Gorge Road is a locality in the Southland region of New Zealand's South Island.  It is on the Southern Scenic Route and is situated on the western bank of the Mataura River.  Nearby settlements include Ashers to the west, and across the Mataura, Pine Bush and Titiroa to the east.

The name Gorge Road derives from the main 19th century overland route, which was along a Bush lined valley and gave the appearance of a gorge.

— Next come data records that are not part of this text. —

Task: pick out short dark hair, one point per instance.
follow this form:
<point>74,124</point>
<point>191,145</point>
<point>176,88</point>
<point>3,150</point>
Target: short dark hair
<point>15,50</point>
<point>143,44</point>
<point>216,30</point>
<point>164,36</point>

Gorge Road and Districts Community Development Area < CDA's are an initiative of the Southland District Council to give local people a say in what is happening in their area. Unique in New Zealand)!> and has almost 400 householders in the Southland District Council. It is the largest CDA of the 16 in the Southland District Council and also has the largest area of wetlands in the Ramsar Wetlands in Southland.

Railway 

On 1 March 1895, Gorge Road became the terminus of a branch line railway when the Seaward Bush Branch was extended from its previous terminus in Mokotua.  It remained a terminus for over four years; the next section across the Mataura to Waimahaka via Titiroa was not opened until 9 June 1899.

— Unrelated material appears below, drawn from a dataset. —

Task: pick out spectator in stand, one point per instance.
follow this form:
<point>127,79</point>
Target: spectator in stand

When it opened, the railway provided an important economic link to Southland's main centre, Invercargill.  Passengers and freight were carried together on mixed trains; after the Waimahaka extension opened, these ran daily from Waimahaka and return, an improvement on the less frequent services that ran from Invercargill and return when Gorge Road was the terminus.  Improved roads resulted in a decline in traffic, and in 1951, the mixed trains were slashed to run just once a week, mainly for the benefit of New Zealand Railways Department employees and their families who lived in the area.  Goods-only services continued to run on other days, and after 1 June 1960, they became the sole trains through Gorge Road as the weekly mixed was cancelled.  However, these service cuts were not enough to restore the line's profitability, and it closed on 31 March 1966.  Some of the line's old formation can still be seen in the vicinity of Gorge Road, and Railway Bridge Road leads to the site of the no longer extant bridge over the Mataura.

Education 

Gorge Road has a small primary school, Gorge Road School.  It caters for over 50 students between grades 1 and 8.